Immigrant Tales
October 11, 2008
A sampling of stories from the literary world in celebration of those who braved the unknown, left
behind beloved homes in order to seek better opportunity or at least, to survive.
Kim Masters shared a terrific essay on NPR’s Weekend Edition Saturday about her family’s roots in Czechoslovakia and the influence one young British man had in assuring the survival of so many Czech children in the days leading up to the Holocaust. Read and listen to her essay Finding A Hero Amid Fading Memories.
Following this moving segment by Masters, Scott Simon sat down to speak with Romanian musician, Sanda Weigl to discuss moving to East Berlin days before the Berlin Wall, her time in a forced labor factory and finally finding home in New York City. The segment features Weigl’s music, rich in Gypsy influence, which she regularly performs in cabaret’s backed by a three piece all Japanese trio, dubbed, “the band” who, insists Wiegle, “play Romanian gypsy music better than most Romanian musicians today”.
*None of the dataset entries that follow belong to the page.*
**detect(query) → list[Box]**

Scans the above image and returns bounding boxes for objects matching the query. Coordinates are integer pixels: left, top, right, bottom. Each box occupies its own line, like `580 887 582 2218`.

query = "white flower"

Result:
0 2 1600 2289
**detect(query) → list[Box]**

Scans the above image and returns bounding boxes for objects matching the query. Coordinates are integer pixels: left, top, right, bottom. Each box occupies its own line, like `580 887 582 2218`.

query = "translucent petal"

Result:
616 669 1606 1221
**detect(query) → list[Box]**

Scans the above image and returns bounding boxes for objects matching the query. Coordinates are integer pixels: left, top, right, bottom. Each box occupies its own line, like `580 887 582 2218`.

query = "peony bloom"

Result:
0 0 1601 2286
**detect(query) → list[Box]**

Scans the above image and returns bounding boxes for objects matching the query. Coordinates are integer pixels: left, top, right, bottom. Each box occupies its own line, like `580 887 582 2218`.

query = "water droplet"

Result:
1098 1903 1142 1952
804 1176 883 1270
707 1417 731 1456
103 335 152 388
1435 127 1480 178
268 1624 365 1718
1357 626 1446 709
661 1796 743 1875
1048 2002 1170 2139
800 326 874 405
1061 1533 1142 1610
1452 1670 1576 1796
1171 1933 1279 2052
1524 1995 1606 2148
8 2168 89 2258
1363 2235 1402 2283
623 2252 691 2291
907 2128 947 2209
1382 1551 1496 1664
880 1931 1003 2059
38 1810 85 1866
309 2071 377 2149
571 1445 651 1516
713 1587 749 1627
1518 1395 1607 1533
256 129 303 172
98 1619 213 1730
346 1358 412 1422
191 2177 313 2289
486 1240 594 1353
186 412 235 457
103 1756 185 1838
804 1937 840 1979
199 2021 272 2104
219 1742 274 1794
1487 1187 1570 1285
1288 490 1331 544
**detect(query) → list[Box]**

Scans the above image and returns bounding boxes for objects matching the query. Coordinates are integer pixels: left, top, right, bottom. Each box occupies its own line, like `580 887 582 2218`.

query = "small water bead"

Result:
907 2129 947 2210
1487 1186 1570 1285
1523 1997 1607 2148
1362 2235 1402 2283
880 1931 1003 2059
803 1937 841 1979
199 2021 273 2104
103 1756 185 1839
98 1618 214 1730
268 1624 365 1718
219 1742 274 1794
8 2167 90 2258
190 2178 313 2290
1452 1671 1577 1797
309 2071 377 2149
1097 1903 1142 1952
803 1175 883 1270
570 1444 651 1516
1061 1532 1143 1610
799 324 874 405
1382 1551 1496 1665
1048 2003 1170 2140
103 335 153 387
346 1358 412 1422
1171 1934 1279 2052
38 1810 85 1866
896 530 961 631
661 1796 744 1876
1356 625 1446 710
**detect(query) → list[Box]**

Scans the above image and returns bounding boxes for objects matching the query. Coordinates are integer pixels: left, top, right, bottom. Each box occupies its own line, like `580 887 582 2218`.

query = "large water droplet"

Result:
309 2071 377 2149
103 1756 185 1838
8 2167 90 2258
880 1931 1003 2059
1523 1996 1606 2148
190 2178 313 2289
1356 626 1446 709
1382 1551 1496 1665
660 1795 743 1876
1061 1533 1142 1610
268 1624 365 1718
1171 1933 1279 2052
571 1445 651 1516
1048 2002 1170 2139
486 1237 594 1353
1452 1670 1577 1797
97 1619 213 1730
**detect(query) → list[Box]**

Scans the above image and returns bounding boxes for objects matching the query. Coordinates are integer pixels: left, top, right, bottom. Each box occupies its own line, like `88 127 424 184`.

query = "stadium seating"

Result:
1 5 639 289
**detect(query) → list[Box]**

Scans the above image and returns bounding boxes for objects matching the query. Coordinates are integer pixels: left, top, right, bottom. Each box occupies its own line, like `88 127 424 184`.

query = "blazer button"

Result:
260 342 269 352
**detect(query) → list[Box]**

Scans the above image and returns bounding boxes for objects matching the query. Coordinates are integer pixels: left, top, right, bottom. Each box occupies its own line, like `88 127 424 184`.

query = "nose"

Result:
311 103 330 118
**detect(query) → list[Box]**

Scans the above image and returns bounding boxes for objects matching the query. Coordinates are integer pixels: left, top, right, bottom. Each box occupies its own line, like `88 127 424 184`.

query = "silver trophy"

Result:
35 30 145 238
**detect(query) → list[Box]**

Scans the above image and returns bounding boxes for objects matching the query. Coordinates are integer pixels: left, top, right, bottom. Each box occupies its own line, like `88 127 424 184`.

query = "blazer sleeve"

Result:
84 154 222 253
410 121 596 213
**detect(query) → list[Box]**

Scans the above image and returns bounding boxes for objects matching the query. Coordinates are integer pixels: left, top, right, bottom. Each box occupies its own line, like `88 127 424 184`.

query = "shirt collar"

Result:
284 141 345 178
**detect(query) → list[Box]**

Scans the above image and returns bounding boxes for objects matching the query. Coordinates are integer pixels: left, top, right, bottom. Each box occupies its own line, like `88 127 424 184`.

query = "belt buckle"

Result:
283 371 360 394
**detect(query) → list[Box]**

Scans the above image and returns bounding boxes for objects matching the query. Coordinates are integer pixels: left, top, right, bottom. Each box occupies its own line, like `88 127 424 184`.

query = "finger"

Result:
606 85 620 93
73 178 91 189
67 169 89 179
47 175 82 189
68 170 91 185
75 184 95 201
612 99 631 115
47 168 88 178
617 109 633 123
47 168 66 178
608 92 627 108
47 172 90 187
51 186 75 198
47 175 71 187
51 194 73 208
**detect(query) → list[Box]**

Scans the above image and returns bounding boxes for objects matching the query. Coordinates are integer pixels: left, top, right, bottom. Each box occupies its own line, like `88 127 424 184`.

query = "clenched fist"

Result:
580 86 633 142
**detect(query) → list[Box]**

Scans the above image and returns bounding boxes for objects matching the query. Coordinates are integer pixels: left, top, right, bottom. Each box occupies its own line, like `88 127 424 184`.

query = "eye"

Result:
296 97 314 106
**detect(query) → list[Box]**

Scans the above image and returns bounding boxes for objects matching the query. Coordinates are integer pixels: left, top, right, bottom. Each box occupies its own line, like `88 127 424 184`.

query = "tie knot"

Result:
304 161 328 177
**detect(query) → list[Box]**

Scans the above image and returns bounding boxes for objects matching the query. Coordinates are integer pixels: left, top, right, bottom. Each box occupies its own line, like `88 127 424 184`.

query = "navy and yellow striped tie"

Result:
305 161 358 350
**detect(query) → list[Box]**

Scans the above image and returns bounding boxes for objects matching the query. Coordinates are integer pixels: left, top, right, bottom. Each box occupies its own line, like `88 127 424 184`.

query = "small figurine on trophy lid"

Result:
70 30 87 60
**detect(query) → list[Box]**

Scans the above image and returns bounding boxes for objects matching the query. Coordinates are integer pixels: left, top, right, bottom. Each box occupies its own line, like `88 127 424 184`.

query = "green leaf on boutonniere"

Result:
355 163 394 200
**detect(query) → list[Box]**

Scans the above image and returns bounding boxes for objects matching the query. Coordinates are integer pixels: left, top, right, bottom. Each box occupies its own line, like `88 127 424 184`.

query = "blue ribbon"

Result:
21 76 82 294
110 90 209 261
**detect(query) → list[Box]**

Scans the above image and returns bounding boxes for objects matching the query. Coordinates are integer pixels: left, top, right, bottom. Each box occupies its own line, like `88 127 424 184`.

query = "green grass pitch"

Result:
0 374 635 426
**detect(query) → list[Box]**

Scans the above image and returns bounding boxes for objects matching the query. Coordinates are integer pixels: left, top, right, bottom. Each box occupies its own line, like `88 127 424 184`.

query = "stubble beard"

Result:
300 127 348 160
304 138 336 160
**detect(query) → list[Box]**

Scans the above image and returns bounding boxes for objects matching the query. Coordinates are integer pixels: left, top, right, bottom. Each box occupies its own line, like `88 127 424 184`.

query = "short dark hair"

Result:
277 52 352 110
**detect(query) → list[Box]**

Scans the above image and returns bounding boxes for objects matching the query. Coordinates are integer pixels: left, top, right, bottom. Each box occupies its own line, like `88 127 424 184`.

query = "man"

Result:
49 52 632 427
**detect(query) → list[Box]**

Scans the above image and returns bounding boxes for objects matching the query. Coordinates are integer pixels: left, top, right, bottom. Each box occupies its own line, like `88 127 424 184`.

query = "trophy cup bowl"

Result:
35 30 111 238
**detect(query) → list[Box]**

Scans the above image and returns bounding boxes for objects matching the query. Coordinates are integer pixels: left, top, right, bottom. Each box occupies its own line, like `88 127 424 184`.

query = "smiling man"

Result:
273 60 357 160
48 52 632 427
Both stories got me thinking about my Grandparents, who immigrated to New York from Lithuania in 1949 following years of hiding throughout Germany, passing as Germans. My Grandparent’s versions of history always challenged my perceptions as in their experiences, it was the kindness of the Germans in the face of a Russian invasion which allowed for their safe departure from Lithuania and eventually to the U.S. I came across a terrifc documentary, Sugihara: Conspiracy of Kindness, which chronicles the bravery of a Japanese consul in Lithuania in during the war, who helped many Lithuanian-Jews obtain exit visas. William Kaplan’s , One More Border: the true story of one family’s escape from war torn Europe is a beautifully illustrated (Shelley Tanaka) account of his father’s esape from Lithuania is an excellent and historically accurate telling of the story for younger readers.
For a wide sampling of the immigrant experience try a few of the following.
Crossing into America: the new literature of immigration which I tracked down in order to read Li-Young Lee’s, The Cleaving which is featured in the collection. Lee will be the keynote speaker at the 2009 Kachemak Bay Writer’s Conference and I’ve been eagerly devouring his unique brand of poetry.
In the July/August issue of Orion Magazine, Charles Bowdan and Julian Cardona’s, Exodus, a cross-border look at the latest wave of immigration from Mexico will leave you reeling in the unstoppable power of the current of this economics of survival situation.